Presiden AS Donald Trump menyatakan ia tidak akan mencalonkan Kevin Warsh sebagai ketua Federal Reserve (Fed) jika Warsh bersikeras menaikkan suku bunga. "Jika dia datang dan bilang, 'Saya ingin menaikkan suku bunga,' dia tidak akan dapat posisi itu," ujar Trump dalam wawancara dengan NBC News pada Rabu (4 Februari 2026).
Trump menegaskan tidak ada keraguan besar bahwa Fed akan memangkas suku bunga, karena "suku bunga kita sudah terlalu tinggi," meski AS kini "kembali menjadi negara kaya." Saat ditanya apakah Warsh memahami keinginannya untuk penurunan suku bunga acuan, Trump menjawab, "Saya pikir dia mengerti, dan saya rasa dia juga menginginkannya."
Kontroversi Independensi Fed
Pernyataan ini kemungkinan menjadi sorotan selama proses konfirmasi Warsh di Senat, di mana independensi Fed diprediksi jadi topik utama. Trump mengakui secara teori bahwa bank sentral bersifat independen, tapi menambahkan bahwa ia sebagai "orang pintar" layak dipertimbangkan prediksinya soal ekonomi.

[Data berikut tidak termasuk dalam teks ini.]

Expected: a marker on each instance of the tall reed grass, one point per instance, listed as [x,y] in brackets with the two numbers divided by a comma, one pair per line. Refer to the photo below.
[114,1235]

Senator Republik Thom Tillis dari Komite Perbankan Senat bahkan berjanji memblokir calon Trump hingga Departemen Kehakiman menutup penyelidikan renovasi gedung Fed. Gubernur Fed yang akan lengser, Jerome Powell, menyebut penyelidikan itu sebagai serangan terselubung terhadap kemampuan Fed mengambil keputusan moneter secara independen. Pejabat Trump membantah tuduhan tersebut, meski presiden telah berbulan-bulan menekan Powell untuk memangkas suku bunga.
Trump menepis ancaman Tillis pada Rabu, dengan berkata, "Banyak orang bilang banyak hal." Ia juga mengulang kritiknya terhadap proyek renovasi Fed: "Orang ini [Powell] telah menghabiskan begitu banyak uang."
Latar Belakang Warsh
Kevin Warsh, mantan wakil ketua Fed, dikenal keras terhadap inflasi. Namun, belakangan ia menyuarakan dukungan untuk penurunan suku bunga, sejalan dengan pandangan Trump.